Sepinya penumpang ini dirasakan langsung oleh Edwan (67), supir angkot yang biasa mangkal di kawasan Pasar Panorama. Pria yang sudah menarik angkot sejak tahun 1998 ini merasa bahwa angkutan tradisional tersebut tidak akan bertahan lama lagi.

"Menurut saya, angkot sebentar lagi akan hilang dari jalanan. Ya, paling satu tahun lagi usianya. Sekarang sudah tidak ada lagi di jam-jam tertentu yang laku (penumpang). Sehari-hari bahkan pernah sama sekali tidak mendapatkan penumpang," ujar Edwan saat ditemui di kawasan Panorama, Jumat (3/7/2026).

Edwan menambahkan, saat ini ia hanya bisa mengandalkan pendapatan dari sektor informal. Salah satunya adalah jasa sewa (charter) bulanan dari rombongan anak sekolah yang pergi berenang sebanyak satu hingga dua kali sebulan.

Hal yang sama juga dirasakan oleh Ujang Sukino (64), supir angkot lain yang sudah beroperasi selama 11 tahun. Selain faktor transportasi digital, menurut Ujang, perubahan tata kota secara tidak langsung juga memotong rute jalan angkot yang dulu selalu ramai.

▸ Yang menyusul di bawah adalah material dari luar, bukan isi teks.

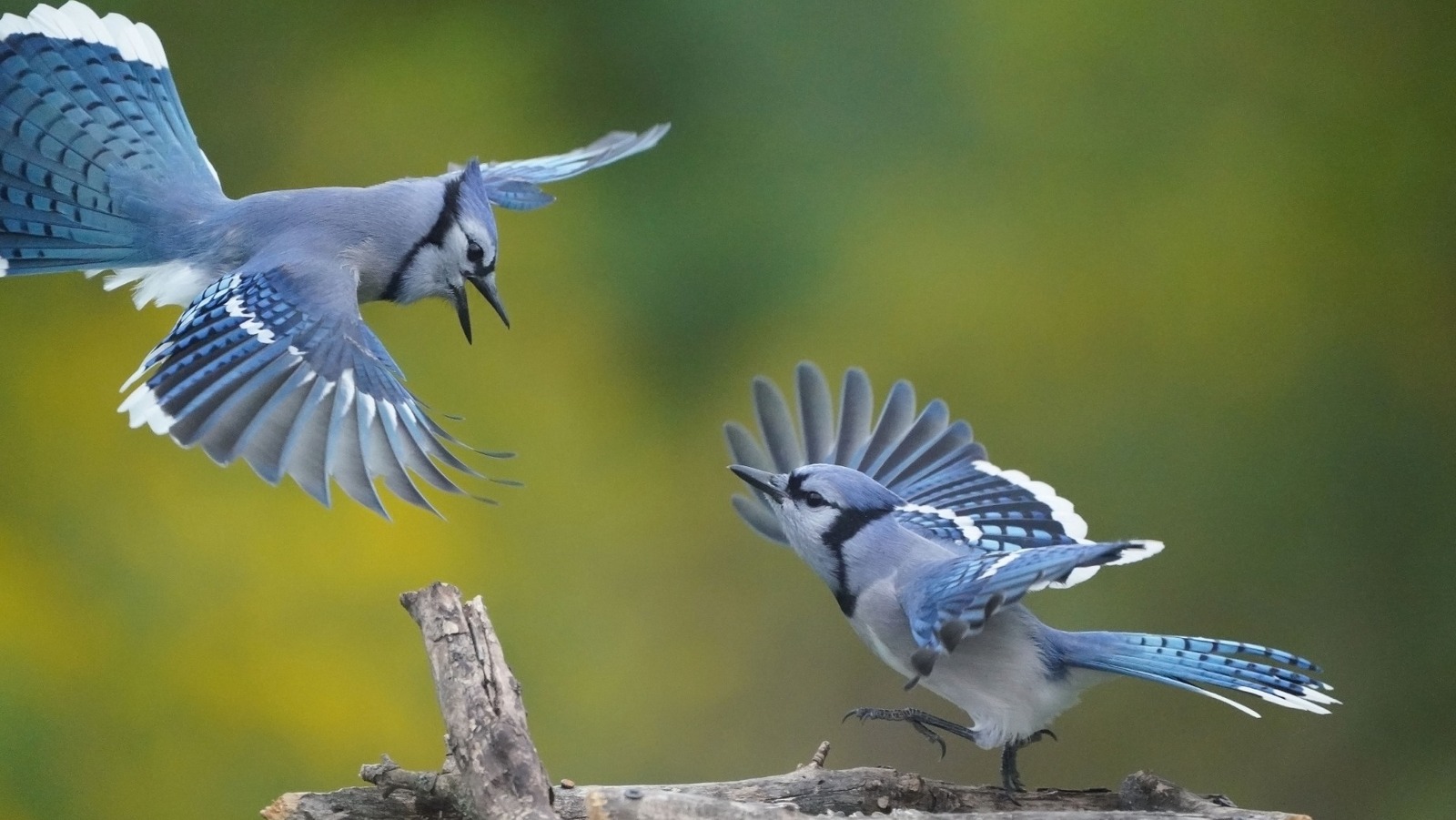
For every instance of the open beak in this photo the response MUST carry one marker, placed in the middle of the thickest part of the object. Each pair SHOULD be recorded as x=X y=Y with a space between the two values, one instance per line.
x=484 y=281
x=763 y=481
x=462 y=310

"Dulu pusat keramaian menumpuk di Pasar Panorama dan Pasar Minggu, sekarang di tiap kecamatan sudah ada pasar lokal seperti di Perundam. Jadi warga tidak perlu jauh-jauh lagi naik angkot," kata Ujang.

Dampak dari perubahan ini membuat pendapatan para supir merosot tajam. Ujang membeberkan bahwa saat ini pendapatan bersih yang bisa ia bawa pulang rata-rata di bawah Rp100.000, atau berkisar Rp50.000 per hari. Momen-momen yang dulunya ramai seperti awal bulan (bulan muda) atau saat Festival Tabut, kini sudah tidak lagi mendongkrak pendapatan mereka.

Faktor usia senja dan keterbatasan fisik membuat kedua supir angkot ini tidak memiliki pilihan pekerjaan lain selain bertahan dengan armada milik sendiri.

Terkait masa depan tentang angkutan umum ini, keduanya mengaku sudah tidak memiliki harapan muluk dan hanya bisa pasrah mengikuti perkembangan zaman yang ada.

"Harapan ke depan sudah tidak ada lagi. Sekarang zaman sudah maju, pasti ada yang menjadi korban perubahan teknologi. Kalau bisa balik lagi ke zaman dulu itu harapannya, tapi kalau sekarang sudah tidak bisa lagi, terima nasib saja," pungkas Ujang.

Kini, para supir angkot hanya bisa bertahan di tengah perubahan zaman dan sepinya penumpang yang lebih memilih kendaraan pribadi serta ojek online.